A huge controversy over Where Adams Lives is one of the big issues in the campaign 

Adams, the Brooklyn Borough  President, has an apartment in New Jersey but says he lives in Brooklyn.

Even if he did live in New Jersey, state law only says that he has to be living in New York City on Election Day in November. 

Other questions have come into play: Was he sleeping in Brooklyn’s Borough Hall, or New Jersey, to evade taxes? 

Mayor Bill de Blasio sided with Adams. “I’ve known Eric Adams for decades,” he said during his daily news briefing on Thursday. “He’s a Brooklynite. He’s a New Yorker. He’s served the city in many different capacities. I just don’t see an issue here.”

Donovan's Plan

Donovan's Plan is the least specific. Instead he is relying on prior expertise as Secretary of Housing and Urban Development in the Obama Cabinet.

He claims to have successfully managed the four-trillion-dollar federal budget as Director of the Office of Management and Budget during the Obama/Biden administration.

From January, 2009 to July, 2014, Donovan was the 15th Secretary of the U.S. Department of Housing and Urban Development.

That's a lot of baggage.

Comments on Yang

A friend of mine commented "Yang has gone nutty. He wants to take a billion more out go the police budgets, wants to change the color of their uniforms and change their name from policemen."

In checking, I found this Tweet.

Ranking the Candidates 

One can look at the candidates platforms, background, and endorsements to make a judgement call. 
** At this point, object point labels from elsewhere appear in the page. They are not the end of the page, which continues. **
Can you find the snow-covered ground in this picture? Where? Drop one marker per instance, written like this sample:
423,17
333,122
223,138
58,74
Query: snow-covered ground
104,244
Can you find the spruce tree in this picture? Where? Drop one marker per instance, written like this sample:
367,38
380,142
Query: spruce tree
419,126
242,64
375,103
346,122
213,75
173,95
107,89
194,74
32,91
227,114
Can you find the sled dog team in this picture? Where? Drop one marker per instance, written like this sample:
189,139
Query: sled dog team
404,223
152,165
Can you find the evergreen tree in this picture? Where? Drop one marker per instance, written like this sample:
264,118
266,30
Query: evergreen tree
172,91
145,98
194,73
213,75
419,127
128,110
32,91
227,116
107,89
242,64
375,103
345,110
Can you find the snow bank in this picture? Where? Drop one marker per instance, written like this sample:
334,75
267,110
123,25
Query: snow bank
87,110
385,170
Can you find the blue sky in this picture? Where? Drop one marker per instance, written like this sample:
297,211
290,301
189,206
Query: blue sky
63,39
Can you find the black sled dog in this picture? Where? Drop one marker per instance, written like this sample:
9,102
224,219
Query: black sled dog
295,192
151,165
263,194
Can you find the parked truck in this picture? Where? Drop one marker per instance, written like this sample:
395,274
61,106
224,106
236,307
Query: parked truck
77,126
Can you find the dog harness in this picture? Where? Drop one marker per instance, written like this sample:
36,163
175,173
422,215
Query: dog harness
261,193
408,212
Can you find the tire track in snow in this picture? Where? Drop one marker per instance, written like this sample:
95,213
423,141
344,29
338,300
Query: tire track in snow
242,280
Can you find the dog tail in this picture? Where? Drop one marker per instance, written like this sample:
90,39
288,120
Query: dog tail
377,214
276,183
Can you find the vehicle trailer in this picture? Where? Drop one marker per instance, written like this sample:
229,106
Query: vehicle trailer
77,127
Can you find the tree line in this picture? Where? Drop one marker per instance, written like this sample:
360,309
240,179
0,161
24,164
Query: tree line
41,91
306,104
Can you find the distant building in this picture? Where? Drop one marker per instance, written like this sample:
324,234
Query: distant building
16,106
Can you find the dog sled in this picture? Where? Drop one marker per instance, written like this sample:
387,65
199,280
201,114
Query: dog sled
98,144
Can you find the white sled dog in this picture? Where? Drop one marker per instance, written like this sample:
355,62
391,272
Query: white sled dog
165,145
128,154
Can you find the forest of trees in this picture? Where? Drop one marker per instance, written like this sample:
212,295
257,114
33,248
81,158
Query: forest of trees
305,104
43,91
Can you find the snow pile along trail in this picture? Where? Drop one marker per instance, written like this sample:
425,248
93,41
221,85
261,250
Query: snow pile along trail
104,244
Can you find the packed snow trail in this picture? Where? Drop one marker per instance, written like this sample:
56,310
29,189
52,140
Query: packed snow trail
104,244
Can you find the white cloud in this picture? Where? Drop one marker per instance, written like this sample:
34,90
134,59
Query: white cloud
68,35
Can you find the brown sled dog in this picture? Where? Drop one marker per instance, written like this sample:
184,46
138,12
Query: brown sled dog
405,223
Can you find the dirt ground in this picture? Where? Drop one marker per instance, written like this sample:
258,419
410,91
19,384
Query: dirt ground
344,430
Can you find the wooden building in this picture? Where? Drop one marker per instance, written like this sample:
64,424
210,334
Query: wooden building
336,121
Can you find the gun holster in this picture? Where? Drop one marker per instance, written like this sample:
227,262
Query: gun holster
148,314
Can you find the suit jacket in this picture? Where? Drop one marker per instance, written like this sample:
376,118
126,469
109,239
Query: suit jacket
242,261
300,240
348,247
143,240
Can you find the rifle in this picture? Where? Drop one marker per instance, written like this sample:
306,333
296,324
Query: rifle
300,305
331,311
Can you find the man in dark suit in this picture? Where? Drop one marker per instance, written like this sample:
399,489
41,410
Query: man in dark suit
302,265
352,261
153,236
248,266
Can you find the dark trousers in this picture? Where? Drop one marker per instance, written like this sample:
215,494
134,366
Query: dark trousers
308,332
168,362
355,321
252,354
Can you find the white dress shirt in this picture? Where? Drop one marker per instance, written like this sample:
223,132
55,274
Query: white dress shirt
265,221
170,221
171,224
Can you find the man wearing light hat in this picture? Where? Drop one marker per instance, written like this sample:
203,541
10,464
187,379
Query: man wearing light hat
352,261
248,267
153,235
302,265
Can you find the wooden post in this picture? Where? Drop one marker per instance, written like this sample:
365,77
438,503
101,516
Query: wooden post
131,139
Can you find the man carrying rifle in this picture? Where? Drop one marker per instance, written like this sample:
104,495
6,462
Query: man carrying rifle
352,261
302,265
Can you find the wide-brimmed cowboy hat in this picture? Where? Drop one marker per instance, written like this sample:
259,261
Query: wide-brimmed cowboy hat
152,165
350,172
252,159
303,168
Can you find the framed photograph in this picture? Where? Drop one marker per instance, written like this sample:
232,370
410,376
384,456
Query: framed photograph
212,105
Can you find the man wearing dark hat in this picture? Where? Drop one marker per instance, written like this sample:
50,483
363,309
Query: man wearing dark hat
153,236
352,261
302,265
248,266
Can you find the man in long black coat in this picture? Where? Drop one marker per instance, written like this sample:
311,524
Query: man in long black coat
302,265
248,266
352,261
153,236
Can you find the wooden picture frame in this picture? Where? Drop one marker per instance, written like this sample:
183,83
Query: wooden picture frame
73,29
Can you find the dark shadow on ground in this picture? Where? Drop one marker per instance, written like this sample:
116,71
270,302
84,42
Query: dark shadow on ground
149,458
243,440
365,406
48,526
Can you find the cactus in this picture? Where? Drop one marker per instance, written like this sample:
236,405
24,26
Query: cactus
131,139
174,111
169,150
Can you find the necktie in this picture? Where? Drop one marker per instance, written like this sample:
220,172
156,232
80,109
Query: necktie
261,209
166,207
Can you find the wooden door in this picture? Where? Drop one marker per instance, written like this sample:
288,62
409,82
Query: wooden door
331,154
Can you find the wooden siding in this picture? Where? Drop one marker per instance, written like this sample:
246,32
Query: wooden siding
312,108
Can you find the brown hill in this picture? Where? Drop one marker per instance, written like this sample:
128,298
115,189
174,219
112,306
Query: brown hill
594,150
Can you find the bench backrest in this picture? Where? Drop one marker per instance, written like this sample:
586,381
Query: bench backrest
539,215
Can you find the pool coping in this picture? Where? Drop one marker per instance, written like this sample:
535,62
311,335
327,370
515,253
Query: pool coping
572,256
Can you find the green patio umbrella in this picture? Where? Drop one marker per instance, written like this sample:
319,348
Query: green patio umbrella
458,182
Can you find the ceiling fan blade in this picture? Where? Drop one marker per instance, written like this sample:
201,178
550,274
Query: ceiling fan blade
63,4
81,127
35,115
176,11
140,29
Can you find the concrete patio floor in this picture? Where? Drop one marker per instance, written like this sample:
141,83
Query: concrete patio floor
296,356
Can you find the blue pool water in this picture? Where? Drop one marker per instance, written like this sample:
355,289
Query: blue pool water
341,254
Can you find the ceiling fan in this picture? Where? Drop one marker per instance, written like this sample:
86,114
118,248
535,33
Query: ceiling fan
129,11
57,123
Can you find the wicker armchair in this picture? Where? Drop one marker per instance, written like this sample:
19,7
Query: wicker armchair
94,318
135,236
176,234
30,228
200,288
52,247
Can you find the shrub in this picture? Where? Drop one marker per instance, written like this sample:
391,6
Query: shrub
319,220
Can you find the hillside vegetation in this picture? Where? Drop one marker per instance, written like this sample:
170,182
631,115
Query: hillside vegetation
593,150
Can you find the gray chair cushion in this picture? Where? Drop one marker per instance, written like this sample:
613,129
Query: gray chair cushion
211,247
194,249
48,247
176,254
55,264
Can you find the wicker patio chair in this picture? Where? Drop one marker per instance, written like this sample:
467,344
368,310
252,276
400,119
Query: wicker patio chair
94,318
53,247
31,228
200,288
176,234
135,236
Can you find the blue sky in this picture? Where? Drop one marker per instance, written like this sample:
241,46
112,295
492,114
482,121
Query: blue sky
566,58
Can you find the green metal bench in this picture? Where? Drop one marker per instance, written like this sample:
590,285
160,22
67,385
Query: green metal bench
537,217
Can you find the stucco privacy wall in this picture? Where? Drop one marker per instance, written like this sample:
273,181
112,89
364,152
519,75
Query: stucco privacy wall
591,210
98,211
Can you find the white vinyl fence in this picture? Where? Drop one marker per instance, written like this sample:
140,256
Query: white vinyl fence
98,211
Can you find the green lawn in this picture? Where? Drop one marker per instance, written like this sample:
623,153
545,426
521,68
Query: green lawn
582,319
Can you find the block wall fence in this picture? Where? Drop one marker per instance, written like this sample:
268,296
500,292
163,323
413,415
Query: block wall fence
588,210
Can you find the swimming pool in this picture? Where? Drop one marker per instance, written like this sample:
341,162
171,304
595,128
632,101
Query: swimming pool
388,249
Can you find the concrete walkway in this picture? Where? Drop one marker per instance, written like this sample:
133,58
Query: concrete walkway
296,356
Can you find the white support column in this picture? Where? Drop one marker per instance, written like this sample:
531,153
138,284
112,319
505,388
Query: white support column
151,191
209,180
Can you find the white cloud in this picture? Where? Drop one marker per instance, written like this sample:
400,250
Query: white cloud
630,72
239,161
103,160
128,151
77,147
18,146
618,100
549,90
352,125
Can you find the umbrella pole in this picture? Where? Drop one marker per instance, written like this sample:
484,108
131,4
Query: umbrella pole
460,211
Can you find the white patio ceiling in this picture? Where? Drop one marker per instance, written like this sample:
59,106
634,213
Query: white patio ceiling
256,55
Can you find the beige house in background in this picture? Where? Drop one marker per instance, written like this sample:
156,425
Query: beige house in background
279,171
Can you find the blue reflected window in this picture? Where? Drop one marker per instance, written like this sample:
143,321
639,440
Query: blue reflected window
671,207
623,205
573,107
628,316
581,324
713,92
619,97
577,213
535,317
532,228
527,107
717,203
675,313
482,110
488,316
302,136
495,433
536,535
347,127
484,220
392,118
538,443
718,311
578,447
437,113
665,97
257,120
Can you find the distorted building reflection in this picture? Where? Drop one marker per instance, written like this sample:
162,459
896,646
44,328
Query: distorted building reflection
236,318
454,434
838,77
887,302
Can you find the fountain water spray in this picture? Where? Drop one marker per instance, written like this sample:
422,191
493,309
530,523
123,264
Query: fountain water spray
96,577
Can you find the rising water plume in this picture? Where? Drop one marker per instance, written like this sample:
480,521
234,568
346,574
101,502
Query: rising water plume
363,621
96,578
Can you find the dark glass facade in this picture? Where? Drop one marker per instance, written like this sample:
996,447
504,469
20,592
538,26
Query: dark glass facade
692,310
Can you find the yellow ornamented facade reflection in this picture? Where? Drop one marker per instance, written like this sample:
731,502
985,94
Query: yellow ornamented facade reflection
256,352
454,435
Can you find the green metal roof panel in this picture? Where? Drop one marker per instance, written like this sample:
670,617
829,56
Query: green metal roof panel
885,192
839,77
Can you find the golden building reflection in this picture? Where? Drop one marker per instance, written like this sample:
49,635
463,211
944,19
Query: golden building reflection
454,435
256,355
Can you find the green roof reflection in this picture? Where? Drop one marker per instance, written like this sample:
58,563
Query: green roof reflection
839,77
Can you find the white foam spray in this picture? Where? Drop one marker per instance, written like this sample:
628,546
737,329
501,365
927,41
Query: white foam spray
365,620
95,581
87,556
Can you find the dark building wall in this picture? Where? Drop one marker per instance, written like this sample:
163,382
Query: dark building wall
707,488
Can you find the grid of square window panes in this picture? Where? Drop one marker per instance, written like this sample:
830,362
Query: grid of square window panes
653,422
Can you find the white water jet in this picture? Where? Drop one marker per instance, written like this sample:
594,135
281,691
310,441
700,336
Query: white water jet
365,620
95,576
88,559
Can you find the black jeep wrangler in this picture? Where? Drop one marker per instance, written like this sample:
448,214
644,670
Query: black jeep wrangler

Rule out candidates offering free money, as well as those who have huge union endorsements, want to defund the police, or are backed by Progressives.


Unfortunately, the process of elimination eliminates everyone running.

There is not a single worthwhile candidate in the group.  

Also unfortunately, one of them will indeed be the next Mayor of NYC. 

As distasteful as the process might be, people must make a choice. I strongly suggest voting Republican or sitting the election out.

It is notable the Teacher's Union endorsed someone with repeat sexual-harassment allegations. 

Those who insist on voting for someone who might win, may be wondering who I would vote for if forced at gunpoint to vote for one of the above candidates.

Based on the evidence presented, I would flip a coin between Donovan and Adams.  Neither has said much of anything and that is a huge plus. The more specific the plan offered, the worse the rest look. Otherwise, go ahead and shoot me.

This may be the bigger collection of losers in history running for public office in one city.